Our next destination was the site of a United States Air Force plane crash from the 1970s. None of the passengers or crew were seriously injured and what remains of the plane can be seen sitting in a very isolated patch of black sand and rock. As someone interested in urban exploration and abandoned things, I thought that an abandoned plane that takes almost an hour to walk to wouldn’t be very popular. I was wrong. Although there is no sign, there is a large car park on the side of the road. It had at least 80 cars in it and a steady trail of people could be seen walking to and from the plane crash site.
As we approached, a large amount of tourists could be seen standing around the plane while others climbed on the roof. The buzzing of two drones could be heard as others seemed to be taking aerial footage. It was hard to get good photos with the amount of people, but we were able to sneak in a few. We later learnt that a Justin Bieber music video had been filmed there, which we imagine was the reason for the large amount of tourists hanging around.
A short drive further south-east found us at Reynisdrangar, the beach with black sand and massive jagged sea stacks that sit amongst the waves. Prior to the trip we had seem some rather fashionable suits on sale in a department store. We were travelling over Christmas and New Years, so thought we should bring some attire for formal occasions and the odd spontaneous photo shoot. A dark 2 hour drive took us through the town of Vik, and then to our accommodation, Hof 1 Hotel, which was close to the next morning’s ice cave trip.
Road Trip Day 3 – Vatnajökull glacier, Jökulsárlón glacial lagoon and Höfn
We woke up early and headed to the buffet breakfast. Cheese, hard boiled eggs, salami and toast. This seemed to be the standard breakfast in every Iceland hotel. For lunch we would get hot dogs at petrol stations, which aren’t as bad as they sound. Dinner was usually at a local restaurant, or petrol station if there were no restaurants around.
After breakfast we drove north-east to Vatnajökull, a massive glacier where we would visit an ice cave and then the Jökulsárlón glacial lagoon.

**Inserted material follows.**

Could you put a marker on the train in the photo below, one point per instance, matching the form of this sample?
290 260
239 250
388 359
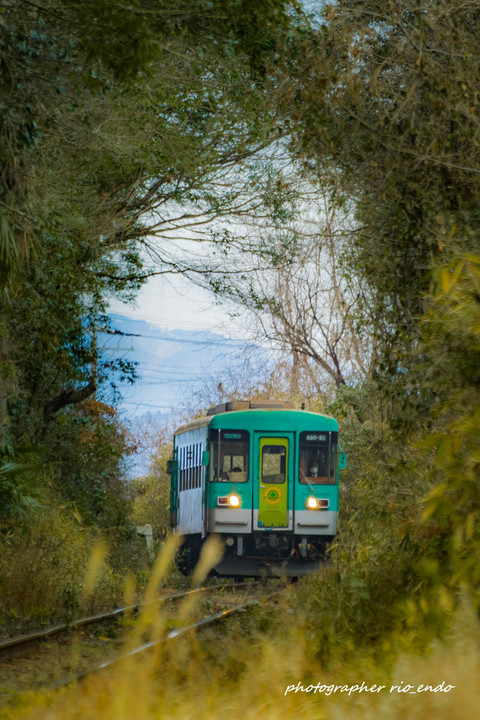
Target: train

This is where one can watch icebergs wash out into the ocean. You must pre-book an ice cave visit, but anyone can just drive and park at the lagoon. The ice cave was pretty crowded with dozens of people from various tour groups, but was still amazing and worth the visit. Afterwards we sat by the lagoon, looking at chunks of ice in various shades of light blue. Suddenly a seal popped up and swam around amongst the icebergs. We watched on in amazement and considered ourselves lucky to have seen such amazing wildlife.
A light snow began to fall and we decided that it was time to move on. We were to spend the night at Höfn, a small fishing town on a peninsula in the southeastern part of Iceland. We sat on a small bench, each lost in our own thoughts as we watched the sunset. Ocean to our front, and snowy peaks to our rear. Fishing boats were moored nearby and we walked along the deserted wharves as a freezing wind passed by. A small restaurant across the road captured our attention, so we decided to stop in for dinner. We drank ales well into the evening and dined on the most amazing lobster baguettes, locally caught of course. Make sure you visit Hafnarbudin for a lobster baguette.